In the current research, we studied the correlation between CXCR4 polymorphism at rs1804029 and rs17848060 loci and the susceptibility to KOA in 305 cases of KOA patients and 305 healthy controls in Chinese Han population. The results revealed that individuals harboring G allele or T allele at CXCR4 rs1804029 site were more susceptible to KOA. Moreover, subjects with G allele at rs1804029 site had lower level of hsa-miR-146a-3p in the plasma, while hsa-miR-20a-3p was highly expressed in subjects with T allele at rs17848060 locus. Dual-luciferase assays further proved that hsa-miR-146a-3p could bind to CXCR4 carrying G at rs1804029 locus, and CXCR4 with A genotype at rs17848060 site was one of the target genes of hsa-miR-20a-3p. Therefore, it was inferred that SNPs at CXCR4 rs1804029 and rs17848060 loci were significantly associated with KOA susceptibility in the Chinese Han population.

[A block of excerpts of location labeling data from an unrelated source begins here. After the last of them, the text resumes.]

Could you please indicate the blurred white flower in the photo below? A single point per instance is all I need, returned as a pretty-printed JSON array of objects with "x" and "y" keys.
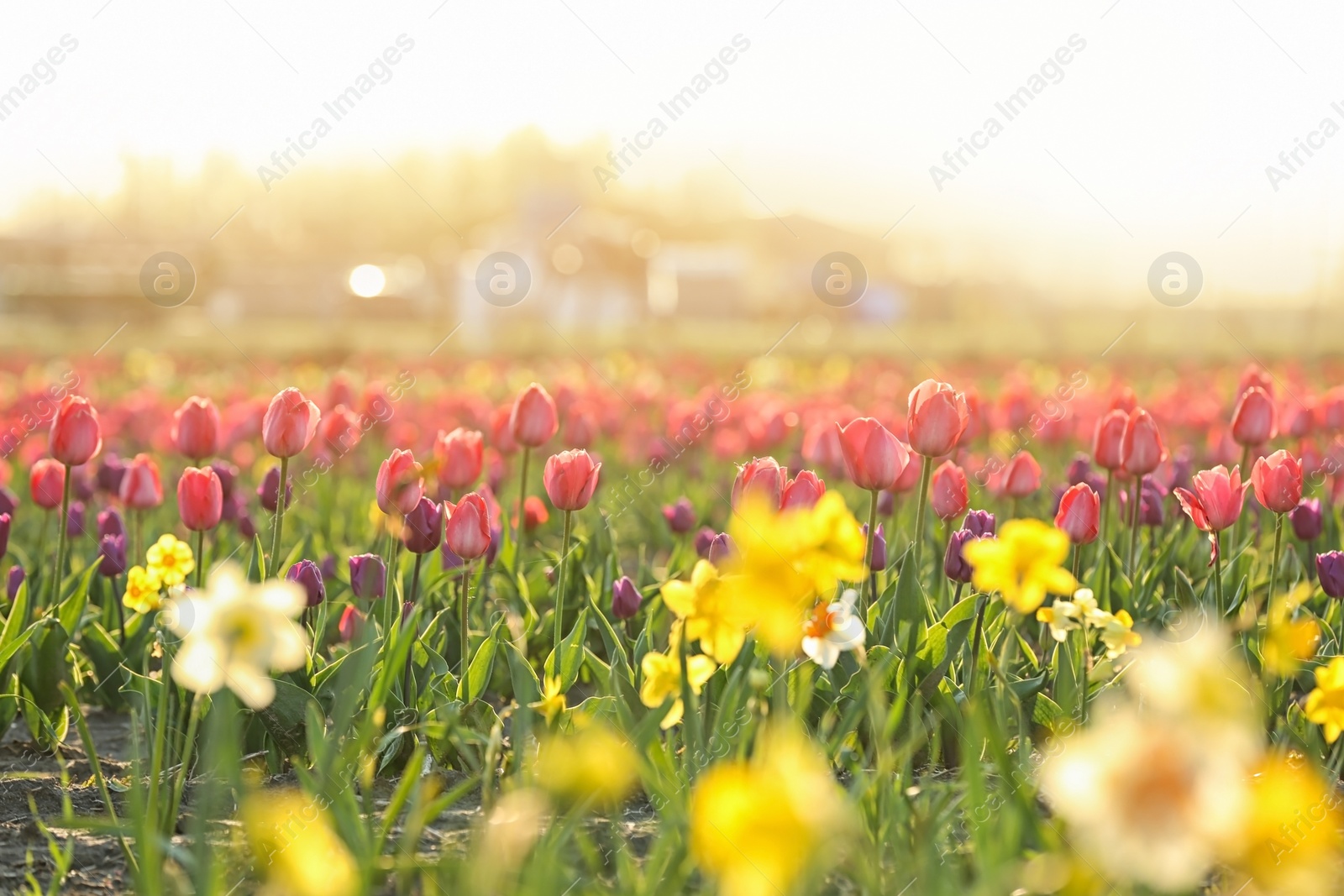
[{"x": 235, "y": 633}]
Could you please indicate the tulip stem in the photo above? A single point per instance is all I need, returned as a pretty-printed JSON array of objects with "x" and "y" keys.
[
  {"x": 925, "y": 474},
  {"x": 1278, "y": 544},
  {"x": 463, "y": 618},
  {"x": 559, "y": 589},
  {"x": 280, "y": 515},
  {"x": 60, "y": 537},
  {"x": 517, "y": 516},
  {"x": 867, "y": 557}
]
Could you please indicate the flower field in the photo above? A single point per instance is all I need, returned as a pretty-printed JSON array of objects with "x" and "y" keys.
[{"x": 663, "y": 626}]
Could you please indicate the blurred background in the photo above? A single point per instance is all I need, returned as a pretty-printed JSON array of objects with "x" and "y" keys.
[{"x": 1115, "y": 179}]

CXCR4 is located on chromosome 2q21 and contains two exons and one intron (Federsppiel et al. 1993; Herzog et al. 1993; Wegner et al. 1998). Generally, the 3′-UTR of a gene has a regulatory region for gene expression. Gene mutations in the regulatory region can affect regulation of gene expression; therefore, SNPs in regulatory region are related to the occurrence and development of several diseases (An et al. 2006; Hashemi et al. 2018; Revathidevi et al. 2016; Seegers et al. 2002). The rs1804029 site is located at the 3′-UTR targeted binding site of hsa-miR-146a-3p on CXCR4. The G to T allele mutation at this site can break the interaction between hsa-miR-146a-3p and the 3′-UTR of CXCR4. Similarly, the rs17848060 site is within the binding site of the hsa-miR-20a-3p and CXCR4. The A > T allele mutation can affect the binding between hsa-miR-20a-3p and 3′-UTR of CXCR4. After adjusting for age, gender, BMI, smoking history, drinking history, knee injury history, and KOA family history, the KOA susceptibility of heterozygosity (TG) at the CXCR4 rs1804029 locus and dominant model was significantly increased.
Although there was no significant increase in KOA susceptibility of homozygosity (GG), additive model and recessive model, the overall analysis showed that the KOA susceptibility of carriers with G allele at CXCR4 rs1804029 locus was statistically increased. The reason may be that the sample size of the G allele carrier of the CXCR4 rs1804029 locus was small, especially the sample size of the subjects carrying GG genotype was small, which led to a large error in statistical analysis. The KOA susceptibility of the heterozygous, homozygous, dominant model, and recessive model of CXCR4 rs17848060 locus had significantly increased. Although the KOA susceptibility of the additive model was not significantly increased, CXCR4 with T allele at rs17848060 locus was a susceptible gene for KOA.
Stratified analysis is very important in analyzing the correlation between gene SNPs and development of disease (Wang et al. 2018; Wang et al. 2017; Wu et al. 2015). In the present study, stratified analysis was conducted for the baseline information of enrolled subjects. As expected, stratified analysis of factors including gender, age, BMI, smoking history, drinking history, knee injury history, and KOA family history had a great impact on the correlation between the SNPs at CXCR4 rs17848060 locus and KOA susceptibility, indicating the necessity of stratified analysis for different groups of subjects. In addition, in the stratified analysis, compared with subjects with TT genotype at rs1804029 locus, the KOA susceptibility was significantly higher in the subjects who carried TG and GG genotypes and had drinking history. When the prior probability was 0.1, the FPRP was less than 0.2, suggesting that the sample size was small and the results of the analysis may be biased.
MDR was applied to analyze the interaction between SNPs at CXCR4 rs1804029 and rs17848060 loci and the factors including age, gender, BMI, smoking history, drinking history, knee injury history, and KOA family history. The results showed that the interaction between drinking, knee injury history, and knee osteoarthritis family history and SNPs at rs1804029 and rs17848060 loci had the greatest predictive value for KOA susceptibility, indicating that the occurrence of KOA may be induced by multiple factors.
To probe the potential mechanism, dual-luciferase experiments and bioinformatic assays were conducted to investigate the interaction between SNPs at CXCR4 rs1804029 and rs17848060 sites and predicted miRNAs; experimental data demonstrated the presence of CXCR4 with G allele at rs1804029, and CXCR4 with A allele at rs17848060 locus. Although the levels of miRNA in plasma were consistent with the results of dual-luciferase assay, we did not have data on the expression level of CXCR4 protein in articular cartilage tissue, and further experiments were needed for further verification.
In summary, there are still some limitations in this study that need to be overcome; in particular, the limitation of the sample size affects the objectivity of the results, which need to be further verified in a large sample size. In addition, potential mechanisms need to be deeply explored in both in vitro and in vivo models.